Style and performance.

Good Examples

var x = [];
var y = const [];

Bad Examples

var x = List.empty(growable: true);
var y  = List.empty();

Discussion

This came up in an internal readability discussion.

Discussion checklist

srawlins commented 1 year ago

Alternatively we could call this a false negative on prefer_collection_literals. That is a lints:recommended lint rule, enforced internally as well, so that would require cleanup before landing.

bwilkerson commented 1 year ago

Given that prefer_collection_literals is intended to enforce the Effective Dart guideline, I'd much rather see it enhanced to cover this case than to see a new lint rule.

bwilkerson commented 1 year ago

If there's a lot of cleanup that needs to be done, then I'd have to ask whether List.empty ought to be covered by any lint at all.

srawlins commented 1 year ago

And I would answer, 'yes'. 🤣

rakudrama commented 1 year ago

List.empty was added because it allows you to do something that is otherwise difficult.

List.empty is most useful in contexts where the type parameter depends on the environment, or the growable: argument is not a constant. In other cases, the suggestion seems reasonable.

Counterexamples:

The growable parameter may be e.g. a variable rather than a constant. In this case you can't choose between the suggested replacements.

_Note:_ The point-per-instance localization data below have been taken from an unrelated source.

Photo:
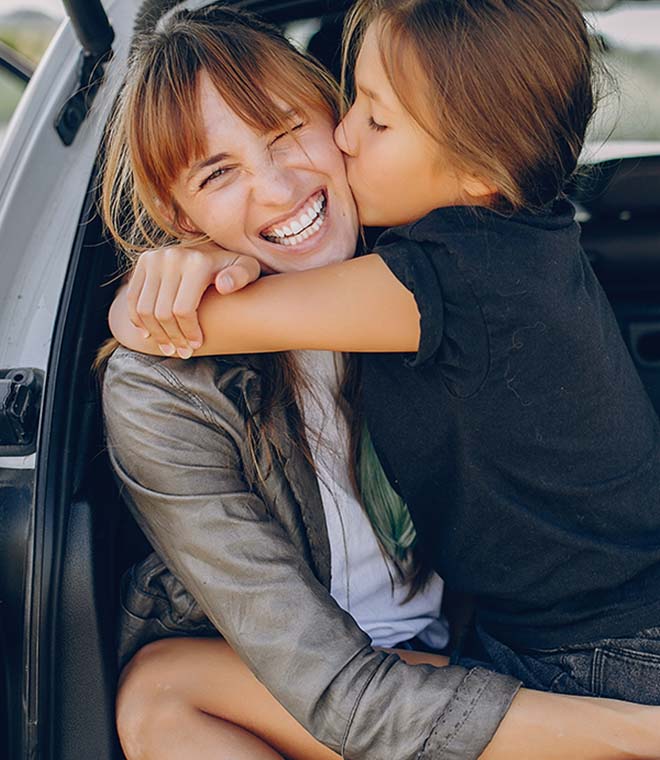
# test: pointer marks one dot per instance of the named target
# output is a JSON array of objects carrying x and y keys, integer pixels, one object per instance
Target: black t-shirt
[{"x": 520, "y": 434}]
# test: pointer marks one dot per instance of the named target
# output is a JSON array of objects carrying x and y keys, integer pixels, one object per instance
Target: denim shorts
[{"x": 620, "y": 668}]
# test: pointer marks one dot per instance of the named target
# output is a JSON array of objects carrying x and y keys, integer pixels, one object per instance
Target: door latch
[{"x": 20, "y": 400}]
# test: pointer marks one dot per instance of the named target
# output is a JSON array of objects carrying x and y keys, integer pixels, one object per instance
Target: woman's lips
[{"x": 305, "y": 223}]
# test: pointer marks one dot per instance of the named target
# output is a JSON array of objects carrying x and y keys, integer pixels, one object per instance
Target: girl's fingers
[
  {"x": 241, "y": 272},
  {"x": 133, "y": 291},
  {"x": 192, "y": 288},
  {"x": 164, "y": 313},
  {"x": 146, "y": 309}
]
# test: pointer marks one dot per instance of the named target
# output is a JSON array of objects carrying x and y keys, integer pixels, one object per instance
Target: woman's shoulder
[{"x": 214, "y": 388}]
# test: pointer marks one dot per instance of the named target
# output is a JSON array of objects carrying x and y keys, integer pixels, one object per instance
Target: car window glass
[
  {"x": 628, "y": 117},
  {"x": 11, "y": 89}
]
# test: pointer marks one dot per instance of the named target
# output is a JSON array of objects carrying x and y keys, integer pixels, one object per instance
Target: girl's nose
[{"x": 343, "y": 138}]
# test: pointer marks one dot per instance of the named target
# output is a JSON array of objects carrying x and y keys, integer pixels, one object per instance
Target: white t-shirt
[{"x": 361, "y": 581}]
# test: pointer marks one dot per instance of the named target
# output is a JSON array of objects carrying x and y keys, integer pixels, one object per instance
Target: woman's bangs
[
  {"x": 166, "y": 132},
  {"x": 275, "y": 87}
]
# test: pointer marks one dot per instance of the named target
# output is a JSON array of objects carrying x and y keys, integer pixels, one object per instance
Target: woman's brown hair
[
  {"x": 505, "y": 86},
  {"x": 154, "y": 133}
]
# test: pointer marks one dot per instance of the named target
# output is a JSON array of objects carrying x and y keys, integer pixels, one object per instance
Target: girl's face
[
  {"x": 281, "y": 198},
  {"x": 397, "y": 172}
]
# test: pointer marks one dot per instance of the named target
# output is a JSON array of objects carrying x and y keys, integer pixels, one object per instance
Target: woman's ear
[
  {"x": 177, "y": 218},
  {"x": 478, "y": 187}
]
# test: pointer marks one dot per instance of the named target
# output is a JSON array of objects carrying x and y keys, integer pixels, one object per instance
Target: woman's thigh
[{"x": 208, "y": 675}]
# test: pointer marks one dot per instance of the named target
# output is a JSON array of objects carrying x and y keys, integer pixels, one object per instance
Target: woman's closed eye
[
  {"x": 220, "y": 171},
  {"x": 279, "y": 137}
]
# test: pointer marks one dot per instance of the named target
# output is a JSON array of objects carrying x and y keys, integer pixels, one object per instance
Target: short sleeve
[
  {"x": 454, "y": 337},
  {"x": 411, "y": 264}
]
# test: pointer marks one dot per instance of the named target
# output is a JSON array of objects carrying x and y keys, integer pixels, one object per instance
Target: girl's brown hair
[
  {"x": 507, "y": 84},
  {"x": 154, "y": 133}
]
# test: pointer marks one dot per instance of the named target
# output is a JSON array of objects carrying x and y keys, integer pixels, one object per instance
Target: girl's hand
[{"x": 167, "y": 285}]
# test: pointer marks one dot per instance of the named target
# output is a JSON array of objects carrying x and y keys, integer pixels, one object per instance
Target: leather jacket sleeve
[{"x": 177, "y": 452}]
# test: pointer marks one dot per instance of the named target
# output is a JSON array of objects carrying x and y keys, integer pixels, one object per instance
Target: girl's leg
[{"x": 181, "y": 699}]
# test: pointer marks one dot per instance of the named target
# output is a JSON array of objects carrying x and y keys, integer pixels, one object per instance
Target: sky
[{"x": 52, "y": 7}]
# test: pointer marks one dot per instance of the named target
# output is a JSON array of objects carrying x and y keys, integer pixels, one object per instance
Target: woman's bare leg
[{"x": 194, "y": 698}]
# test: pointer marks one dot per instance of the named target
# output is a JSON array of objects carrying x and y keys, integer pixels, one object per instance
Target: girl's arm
[{"x": 358, "y": 305}]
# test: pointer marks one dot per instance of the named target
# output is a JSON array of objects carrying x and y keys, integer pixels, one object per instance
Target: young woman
[{"x": 238, "y": 469}]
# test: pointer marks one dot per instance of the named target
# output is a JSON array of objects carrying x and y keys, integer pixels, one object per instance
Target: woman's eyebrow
[{"x": 204, "y": 163}]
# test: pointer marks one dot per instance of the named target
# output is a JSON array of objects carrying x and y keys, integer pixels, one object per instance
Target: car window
[
  {"x": 26, "y": 28},
  {"x": 627, "y": 121},
  {"x": 11, "y": 89}
]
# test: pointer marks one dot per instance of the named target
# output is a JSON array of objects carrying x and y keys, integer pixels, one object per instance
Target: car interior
[{"x": 97, "y": 538}]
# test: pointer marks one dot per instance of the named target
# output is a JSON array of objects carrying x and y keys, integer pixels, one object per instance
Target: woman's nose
[
  {"x": 274, "y": 185},
  {"x": 343, "y": 138}
]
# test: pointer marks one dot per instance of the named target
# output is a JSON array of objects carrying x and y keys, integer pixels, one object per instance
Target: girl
[{"x": 509, "y": 417}]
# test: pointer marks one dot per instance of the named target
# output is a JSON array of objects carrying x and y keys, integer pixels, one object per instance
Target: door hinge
[{"x": 20, "y": 400}]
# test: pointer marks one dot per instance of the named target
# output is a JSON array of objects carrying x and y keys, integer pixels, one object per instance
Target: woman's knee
[{"x": 150, "y": 701}]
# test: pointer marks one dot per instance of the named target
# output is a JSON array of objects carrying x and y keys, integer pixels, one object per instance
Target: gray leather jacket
[{"x": 255, "y": 557}]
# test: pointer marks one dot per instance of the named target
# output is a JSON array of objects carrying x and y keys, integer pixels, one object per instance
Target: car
[{"x": 65, "y": 536}]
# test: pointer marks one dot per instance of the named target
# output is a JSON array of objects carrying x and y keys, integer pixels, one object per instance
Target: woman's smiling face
[{"x": 280, "y": 197}]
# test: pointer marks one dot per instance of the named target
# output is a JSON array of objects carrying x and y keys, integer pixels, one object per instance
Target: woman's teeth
[{"x": 297, "y": 229}]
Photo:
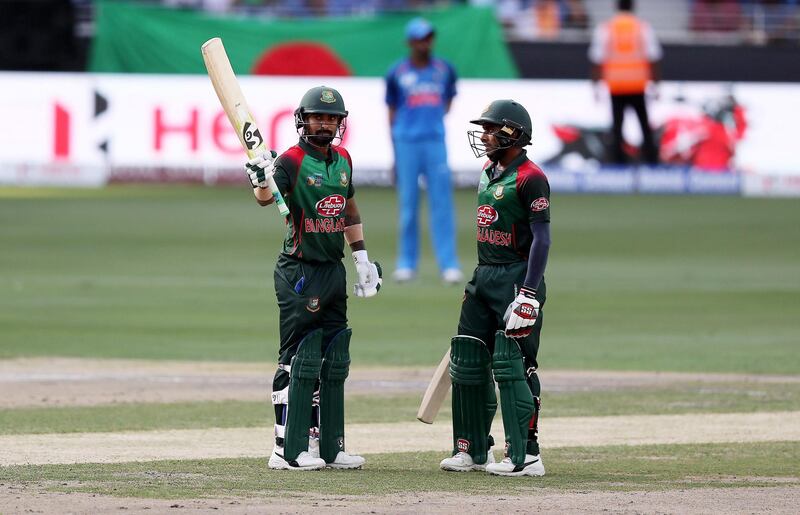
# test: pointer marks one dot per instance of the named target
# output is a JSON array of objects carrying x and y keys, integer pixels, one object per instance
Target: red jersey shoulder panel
[
  {"x": 344, "y": 153},
  {"x": 294, "y": 154},
  {"x": 528, "y": 171},
  {"x": 291, "y": 161}
]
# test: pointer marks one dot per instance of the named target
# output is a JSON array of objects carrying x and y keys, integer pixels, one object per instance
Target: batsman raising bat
[
  {"x": 501, "y": 316},
  {"x": 315, "y": 179}
]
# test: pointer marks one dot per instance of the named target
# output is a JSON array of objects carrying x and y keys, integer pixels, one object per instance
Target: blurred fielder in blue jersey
[{"x": 419, "y": 90}]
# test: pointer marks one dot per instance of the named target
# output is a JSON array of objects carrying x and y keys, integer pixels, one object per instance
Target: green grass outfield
[
  {"x": 673, "y": 400},
  {"x": 634, "y": 282},
  {"x": 617, "y": 468}
]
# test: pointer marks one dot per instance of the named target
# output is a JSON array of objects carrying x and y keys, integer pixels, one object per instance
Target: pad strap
[
  {"x": 335, "y": 369},
  {"x": 515, "y": 395},
  {"x": 474, "y": 400},
  {"x": 305, "y": 369}
]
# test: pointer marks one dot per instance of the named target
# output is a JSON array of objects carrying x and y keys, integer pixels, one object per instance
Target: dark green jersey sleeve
[
  {"x": 351, "y": 190},
  {"x": 287, "y": 167}
]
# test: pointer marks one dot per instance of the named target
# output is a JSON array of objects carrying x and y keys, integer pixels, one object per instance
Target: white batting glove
[
  {"x": 261, "y": 168},
  {"x": 370, "y": 275},
  {"x": 522, "y": 313}
]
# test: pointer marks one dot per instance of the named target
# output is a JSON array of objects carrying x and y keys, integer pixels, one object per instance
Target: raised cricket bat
[
  {"x": 436, "y": 392},
  {"x": 230, "y": 96}
]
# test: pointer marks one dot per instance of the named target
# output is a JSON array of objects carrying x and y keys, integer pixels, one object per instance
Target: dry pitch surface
[{"x": 65, "y": 382}]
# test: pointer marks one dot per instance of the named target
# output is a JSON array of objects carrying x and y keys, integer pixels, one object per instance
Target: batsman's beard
[{"x": 321, "y": 138}]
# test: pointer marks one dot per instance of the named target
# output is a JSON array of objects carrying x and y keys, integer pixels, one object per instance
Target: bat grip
[{"x": 276, "y": 194}]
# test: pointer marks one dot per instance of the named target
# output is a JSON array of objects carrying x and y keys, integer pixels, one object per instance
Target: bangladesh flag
[{"x": 135, "y": 38}]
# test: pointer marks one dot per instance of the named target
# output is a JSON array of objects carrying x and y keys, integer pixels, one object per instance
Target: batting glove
[
  {"x": 370, "y": 275},
  {"x": 522, "y": 313},
  {"x": 261, "y": 168}
]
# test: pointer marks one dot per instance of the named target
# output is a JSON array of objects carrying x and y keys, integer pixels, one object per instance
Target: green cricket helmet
[
  {"x": 320, "y": 100},
  {"x": 514, "y": 127}
]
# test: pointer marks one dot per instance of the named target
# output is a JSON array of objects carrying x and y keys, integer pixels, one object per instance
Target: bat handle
[{"x": 276, "y": 194}]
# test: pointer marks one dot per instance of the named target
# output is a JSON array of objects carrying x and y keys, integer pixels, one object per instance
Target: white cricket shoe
[
  {"x": 304, "y": 461},
  {"x": 346, "y": 461},
  {"x": 342, "y": 460},
  {"x": 452, "y": 276},
  {"x": 404, "y": 275},
  {"x": 533, "y": 466},
  {"x": 462, "y": 462}
]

srawlins commented 1 year ago

Ah that's really good context, @rakudrama . So maybe don't report if the constructor has a type variable as an explicit type argument, or when growable is not a true or false literal.

rakudrama commented 1 year ago

When growable: is false, it is not whether the constructor call has an explicit type argument, but whether the type argument, explicit or inferred, contains type variables.

Consider

List<Set<T>>  noSets<T>() => List.empty();

The inferred type argument to the constructor call is Set<T>, which contains a type variable reference T that makes the const rewrite impossible.

But these would be a reasonable candidates because the inferred or explicit type arguments contain no type arguments:

List<Set<int>> noIntSets1() => List.empty();
List<Set<int>> noIntSets2() => List<Iterable<num>>.empty();

If growable: is always true, you can replace the constructor call with [] or <T>[] regardless of whether there are type variables in the type argument.

lrhn commented 1 year ago

Yep, that!

The List.empty was introduced because I needed it during null-safety migration of the platform libraries, precisely for situations where growable was variable.

There are other ways to do everything List.empty does. Basically <T>[] for growable and List<T>.generate(0, () => throw "unreachable", growable: false) for non-growable. (Can't use List.filled since it requires an actual value of the type, which you won't have.)

Using const is not a replacement, for a number of reasons, the main one being that it doesn't work with type variables, the second one is that it creates a list with a different underlying runtime type. That can introduce polymorphism in code which would otherwise be monomorphic.

I'm all for recommending you use [] or <T>[] instead of List.empty(growable: true). For growable:false (the default), you should not recommend a replacement, using List.empty should be the recommended way to get an empty fixed-length list. Using const, even when there is no type variable included, is not the recommened way.